The phytohormone abscisic acid (ABA) plays a crucial role in mediating plant growth and development by recruiting genetically redundant ABA receptors. To overcome its oxidation inactivation, we ...developed a novel ABA analog named 2',3'-benzo-iso-ABA (iso-PhABA) and studied its function and structural characterization with A. thaliana ABA receptors. The (+)-iso-PhABA form showed much higher ABA-like activities than (+)-ABA including inhibitory effects on the seed germination of lettuce and A. thaliana, wheat embryo germination and rice seedling elongation.

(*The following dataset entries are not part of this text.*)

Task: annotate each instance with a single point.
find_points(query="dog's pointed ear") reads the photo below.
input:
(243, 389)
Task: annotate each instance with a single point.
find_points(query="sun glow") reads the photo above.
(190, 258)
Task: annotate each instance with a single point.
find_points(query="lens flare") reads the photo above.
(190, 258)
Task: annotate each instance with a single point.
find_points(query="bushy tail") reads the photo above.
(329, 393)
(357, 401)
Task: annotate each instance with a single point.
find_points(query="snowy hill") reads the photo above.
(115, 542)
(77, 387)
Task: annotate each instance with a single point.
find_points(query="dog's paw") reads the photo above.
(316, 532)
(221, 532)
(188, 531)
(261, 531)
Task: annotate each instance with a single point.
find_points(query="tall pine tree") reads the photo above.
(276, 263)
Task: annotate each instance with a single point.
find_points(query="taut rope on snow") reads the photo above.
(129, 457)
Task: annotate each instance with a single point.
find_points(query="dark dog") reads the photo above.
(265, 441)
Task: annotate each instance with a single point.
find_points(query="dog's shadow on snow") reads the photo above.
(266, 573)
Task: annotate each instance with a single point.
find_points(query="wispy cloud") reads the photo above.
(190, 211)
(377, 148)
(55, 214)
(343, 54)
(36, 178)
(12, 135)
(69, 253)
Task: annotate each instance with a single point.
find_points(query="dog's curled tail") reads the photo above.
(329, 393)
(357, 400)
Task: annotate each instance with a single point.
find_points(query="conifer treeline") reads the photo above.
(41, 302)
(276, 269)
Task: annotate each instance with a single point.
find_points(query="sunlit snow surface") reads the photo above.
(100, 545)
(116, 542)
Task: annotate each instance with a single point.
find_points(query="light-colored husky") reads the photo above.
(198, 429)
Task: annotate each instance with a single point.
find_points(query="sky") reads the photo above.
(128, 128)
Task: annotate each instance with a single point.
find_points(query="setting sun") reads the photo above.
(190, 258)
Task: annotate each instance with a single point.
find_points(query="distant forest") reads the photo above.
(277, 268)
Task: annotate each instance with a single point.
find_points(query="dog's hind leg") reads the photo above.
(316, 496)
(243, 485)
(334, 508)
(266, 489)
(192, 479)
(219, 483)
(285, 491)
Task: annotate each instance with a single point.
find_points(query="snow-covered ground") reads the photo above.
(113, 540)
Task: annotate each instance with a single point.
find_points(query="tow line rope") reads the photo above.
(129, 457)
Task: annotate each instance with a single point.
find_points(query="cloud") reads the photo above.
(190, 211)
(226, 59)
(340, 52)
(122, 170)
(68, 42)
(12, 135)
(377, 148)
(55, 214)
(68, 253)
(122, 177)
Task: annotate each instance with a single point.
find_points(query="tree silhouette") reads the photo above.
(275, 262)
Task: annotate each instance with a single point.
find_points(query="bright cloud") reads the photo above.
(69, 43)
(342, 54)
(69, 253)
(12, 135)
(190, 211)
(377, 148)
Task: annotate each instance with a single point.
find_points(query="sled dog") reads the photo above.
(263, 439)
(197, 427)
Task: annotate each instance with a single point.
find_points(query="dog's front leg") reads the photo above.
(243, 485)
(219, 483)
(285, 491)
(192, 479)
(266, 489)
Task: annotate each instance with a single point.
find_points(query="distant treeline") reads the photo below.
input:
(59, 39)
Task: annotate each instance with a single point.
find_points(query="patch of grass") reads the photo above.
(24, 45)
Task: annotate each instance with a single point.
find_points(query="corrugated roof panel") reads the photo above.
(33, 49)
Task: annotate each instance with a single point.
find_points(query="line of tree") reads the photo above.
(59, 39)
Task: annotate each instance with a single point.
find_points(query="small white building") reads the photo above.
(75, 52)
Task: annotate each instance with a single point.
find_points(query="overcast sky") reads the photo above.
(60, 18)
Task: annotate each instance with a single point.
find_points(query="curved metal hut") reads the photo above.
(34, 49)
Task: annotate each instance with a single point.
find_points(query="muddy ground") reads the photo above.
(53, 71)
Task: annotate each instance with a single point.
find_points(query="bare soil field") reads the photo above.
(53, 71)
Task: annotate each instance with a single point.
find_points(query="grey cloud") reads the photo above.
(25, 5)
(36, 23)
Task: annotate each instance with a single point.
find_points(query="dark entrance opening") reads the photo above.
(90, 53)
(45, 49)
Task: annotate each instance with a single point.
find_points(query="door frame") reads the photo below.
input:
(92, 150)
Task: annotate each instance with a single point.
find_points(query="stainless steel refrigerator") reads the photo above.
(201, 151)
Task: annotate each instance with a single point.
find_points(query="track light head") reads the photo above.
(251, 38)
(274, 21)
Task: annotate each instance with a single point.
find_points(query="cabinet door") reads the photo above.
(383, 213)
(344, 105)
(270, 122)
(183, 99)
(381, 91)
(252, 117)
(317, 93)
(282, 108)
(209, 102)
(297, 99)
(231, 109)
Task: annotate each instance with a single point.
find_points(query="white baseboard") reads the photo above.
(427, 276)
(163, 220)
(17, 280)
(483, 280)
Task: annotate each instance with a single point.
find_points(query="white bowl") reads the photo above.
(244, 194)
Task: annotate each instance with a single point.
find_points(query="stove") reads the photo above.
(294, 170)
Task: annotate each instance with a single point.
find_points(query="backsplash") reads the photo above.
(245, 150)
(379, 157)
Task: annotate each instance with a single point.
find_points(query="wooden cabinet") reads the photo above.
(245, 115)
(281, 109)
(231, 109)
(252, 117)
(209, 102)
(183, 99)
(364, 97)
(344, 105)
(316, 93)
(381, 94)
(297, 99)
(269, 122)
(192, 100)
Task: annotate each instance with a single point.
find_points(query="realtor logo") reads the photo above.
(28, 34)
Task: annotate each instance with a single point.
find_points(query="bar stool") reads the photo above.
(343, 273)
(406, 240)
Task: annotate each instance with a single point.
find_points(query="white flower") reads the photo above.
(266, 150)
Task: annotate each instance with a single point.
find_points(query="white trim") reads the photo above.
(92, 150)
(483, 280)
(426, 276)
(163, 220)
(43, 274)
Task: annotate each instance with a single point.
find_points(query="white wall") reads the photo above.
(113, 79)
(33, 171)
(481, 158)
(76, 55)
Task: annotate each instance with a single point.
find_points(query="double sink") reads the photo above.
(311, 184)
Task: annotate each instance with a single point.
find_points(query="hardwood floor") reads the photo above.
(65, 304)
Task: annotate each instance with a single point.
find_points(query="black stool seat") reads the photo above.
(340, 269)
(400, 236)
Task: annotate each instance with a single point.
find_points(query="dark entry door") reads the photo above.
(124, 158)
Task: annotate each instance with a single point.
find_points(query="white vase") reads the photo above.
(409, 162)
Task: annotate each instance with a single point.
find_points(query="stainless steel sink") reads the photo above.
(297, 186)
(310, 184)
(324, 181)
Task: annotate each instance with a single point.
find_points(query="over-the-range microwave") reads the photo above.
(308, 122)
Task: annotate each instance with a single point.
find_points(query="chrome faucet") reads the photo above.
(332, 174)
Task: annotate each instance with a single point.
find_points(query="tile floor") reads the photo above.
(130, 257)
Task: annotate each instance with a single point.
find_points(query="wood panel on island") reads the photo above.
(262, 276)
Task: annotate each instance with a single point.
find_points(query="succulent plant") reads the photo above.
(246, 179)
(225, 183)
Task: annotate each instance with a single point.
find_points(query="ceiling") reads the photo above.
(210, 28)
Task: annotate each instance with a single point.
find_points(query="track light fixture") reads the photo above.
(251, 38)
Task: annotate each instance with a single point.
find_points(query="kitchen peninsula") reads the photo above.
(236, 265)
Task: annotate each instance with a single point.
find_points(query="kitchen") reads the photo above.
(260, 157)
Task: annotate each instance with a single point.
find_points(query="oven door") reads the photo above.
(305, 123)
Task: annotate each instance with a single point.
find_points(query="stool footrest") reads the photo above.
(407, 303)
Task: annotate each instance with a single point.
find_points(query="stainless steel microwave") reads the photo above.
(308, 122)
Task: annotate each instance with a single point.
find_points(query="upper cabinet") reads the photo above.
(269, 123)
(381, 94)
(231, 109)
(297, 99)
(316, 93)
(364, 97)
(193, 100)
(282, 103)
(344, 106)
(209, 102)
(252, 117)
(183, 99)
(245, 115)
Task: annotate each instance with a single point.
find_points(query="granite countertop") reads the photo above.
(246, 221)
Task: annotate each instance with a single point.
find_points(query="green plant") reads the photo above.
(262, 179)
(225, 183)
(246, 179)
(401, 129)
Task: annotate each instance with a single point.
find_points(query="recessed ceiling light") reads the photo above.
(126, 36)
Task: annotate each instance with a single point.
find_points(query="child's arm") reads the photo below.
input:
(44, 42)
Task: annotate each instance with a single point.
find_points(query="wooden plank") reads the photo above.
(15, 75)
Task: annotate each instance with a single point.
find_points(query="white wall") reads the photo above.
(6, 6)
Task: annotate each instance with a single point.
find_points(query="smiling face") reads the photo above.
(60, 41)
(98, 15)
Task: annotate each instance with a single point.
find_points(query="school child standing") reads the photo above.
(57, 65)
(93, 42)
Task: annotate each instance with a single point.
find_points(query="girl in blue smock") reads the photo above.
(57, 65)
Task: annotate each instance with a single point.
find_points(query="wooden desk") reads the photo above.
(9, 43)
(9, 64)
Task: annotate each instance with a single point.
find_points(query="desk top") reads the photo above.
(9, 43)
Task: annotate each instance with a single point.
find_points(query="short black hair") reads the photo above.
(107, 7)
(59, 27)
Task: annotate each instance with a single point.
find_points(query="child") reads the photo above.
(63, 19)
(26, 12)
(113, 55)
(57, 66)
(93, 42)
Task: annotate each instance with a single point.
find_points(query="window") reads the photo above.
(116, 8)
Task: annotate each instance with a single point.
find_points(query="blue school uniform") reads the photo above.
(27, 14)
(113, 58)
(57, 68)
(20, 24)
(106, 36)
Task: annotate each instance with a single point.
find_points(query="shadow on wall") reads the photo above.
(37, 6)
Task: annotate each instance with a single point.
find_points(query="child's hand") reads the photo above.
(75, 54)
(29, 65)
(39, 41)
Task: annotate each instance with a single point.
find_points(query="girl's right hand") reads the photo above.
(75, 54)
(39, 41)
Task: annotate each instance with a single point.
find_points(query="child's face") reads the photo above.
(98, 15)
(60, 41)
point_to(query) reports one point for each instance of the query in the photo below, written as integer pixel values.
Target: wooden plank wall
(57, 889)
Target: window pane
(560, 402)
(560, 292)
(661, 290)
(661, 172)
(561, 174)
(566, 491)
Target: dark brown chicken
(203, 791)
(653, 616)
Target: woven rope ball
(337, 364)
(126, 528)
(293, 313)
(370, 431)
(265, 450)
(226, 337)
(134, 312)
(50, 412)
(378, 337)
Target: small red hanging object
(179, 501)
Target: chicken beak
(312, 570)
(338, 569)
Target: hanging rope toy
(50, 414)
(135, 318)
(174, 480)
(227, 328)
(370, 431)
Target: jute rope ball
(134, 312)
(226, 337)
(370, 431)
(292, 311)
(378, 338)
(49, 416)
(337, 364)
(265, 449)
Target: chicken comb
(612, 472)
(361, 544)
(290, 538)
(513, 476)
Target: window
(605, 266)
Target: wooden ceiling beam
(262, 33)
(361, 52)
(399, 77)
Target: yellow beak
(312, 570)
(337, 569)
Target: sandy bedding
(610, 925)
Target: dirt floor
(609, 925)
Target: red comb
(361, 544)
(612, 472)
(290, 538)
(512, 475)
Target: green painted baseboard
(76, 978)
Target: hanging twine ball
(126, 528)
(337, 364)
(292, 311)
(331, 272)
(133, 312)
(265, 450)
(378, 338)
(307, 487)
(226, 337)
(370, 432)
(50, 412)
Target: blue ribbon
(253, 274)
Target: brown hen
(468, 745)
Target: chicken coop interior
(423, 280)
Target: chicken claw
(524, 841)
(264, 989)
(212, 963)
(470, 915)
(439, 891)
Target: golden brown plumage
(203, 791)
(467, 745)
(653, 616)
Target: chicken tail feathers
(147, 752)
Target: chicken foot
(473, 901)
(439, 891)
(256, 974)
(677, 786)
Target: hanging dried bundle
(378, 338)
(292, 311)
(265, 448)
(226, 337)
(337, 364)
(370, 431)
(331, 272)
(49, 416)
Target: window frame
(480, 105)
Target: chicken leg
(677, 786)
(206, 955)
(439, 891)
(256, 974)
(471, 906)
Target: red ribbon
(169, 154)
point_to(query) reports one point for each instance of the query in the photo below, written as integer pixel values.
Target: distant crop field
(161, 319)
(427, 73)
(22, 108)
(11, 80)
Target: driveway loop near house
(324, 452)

The PP2C (protein phosphatases 2C) activity assay showed that (+)-iso-PhABA acted as a potent and selective ABA receptor agonist, which is preferred to PYL10. In some cases, (-)-iso-PhABA showed moderate to high activity for the PYL protein inhibiting PP2C activity, suggesting different mechanisms of action of iso-PhABA and ABA. The complex crystal structure of iso-PhABA with PYL10 was determined and elucidated successfully, revealing that (+)-iso-PhABA was better coordinated in the same binding pocket compared to (+)-ABA. Moreover, the detailed interaction network of iso-PhABA/PYL10 was disclosed and involves hydrogen bonds and multiple hydrophobic interactions that provide a robust framework for the design of novel ABA receptor agonists/antagonists.